Thread: Determining all the zeros of a function

1. Determining all the zeros of a function

Determine the zero's

f(x) = kx^3 - 8x -x +3k + 1 k=3 and has a zero when x = 2

3x^3 - 8x^2 - x + 3(3) + 1

= 3x^3 - 8x^2 - x +10 <<<<< don't know what to do after this step

2. Originally Posted by Devi09
...
It's hard to follow what you did: what happened to k?

3. Well you had to first find the value of k which is 3 after you solve for it given one of the zeros which was 2

4. You probably have to factor 3x^3 - 8x^2 - x +10 to get the zeros. But Im stuck at that part

5. Originally Posted by Devi09
You probably have to factor 3x^3 - 8x^2 - x +10 to get the zeros. But Im stuck at that part
You know that x=2 is a root, so (x-2) is a factor. So divide 3x^3 - 8x^2 - x +10 by (x-2) to get the quadratic which will give you the two remaining roots.

CB

6. Hello, Devi09!

$\text{Determine the zeros:}$

. . $
f(x) \:=\: kx^3 - 8x^2 -x +3k + 1,\;k=3$

Why do they do that? . . . Can't they plug in the 3?
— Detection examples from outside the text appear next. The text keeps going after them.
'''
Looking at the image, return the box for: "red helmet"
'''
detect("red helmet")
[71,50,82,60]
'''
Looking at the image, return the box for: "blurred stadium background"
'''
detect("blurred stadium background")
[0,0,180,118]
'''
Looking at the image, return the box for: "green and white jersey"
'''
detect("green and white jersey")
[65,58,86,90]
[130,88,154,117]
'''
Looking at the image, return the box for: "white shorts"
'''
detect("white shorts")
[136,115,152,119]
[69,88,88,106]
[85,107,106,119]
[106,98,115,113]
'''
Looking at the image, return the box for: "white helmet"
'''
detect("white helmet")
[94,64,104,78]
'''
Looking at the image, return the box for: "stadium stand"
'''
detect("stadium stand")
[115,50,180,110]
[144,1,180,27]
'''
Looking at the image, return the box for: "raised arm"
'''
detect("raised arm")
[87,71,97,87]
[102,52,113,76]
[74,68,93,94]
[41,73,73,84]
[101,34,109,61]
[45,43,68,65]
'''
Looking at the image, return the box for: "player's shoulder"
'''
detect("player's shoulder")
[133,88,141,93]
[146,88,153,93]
. . $\text{and has a zero when }x = 2.$

So we have: . $f(x) \:=\:3x^3 - 8x^2 - x + 10$

Since $f(2) = 0$, then $(x\!-\!2)$ is a factor of $\,f(x).$

We find that: . $f(x) \;=\;(x-2)(3x^2-2x-5) \;=\;(x-2)(x+1)(3x-5)$

Therefore, the zeros are: . $x\:=\:2,\,\text{-}1,\,\frac{5}{3}$

Edit: Too slow . . . again.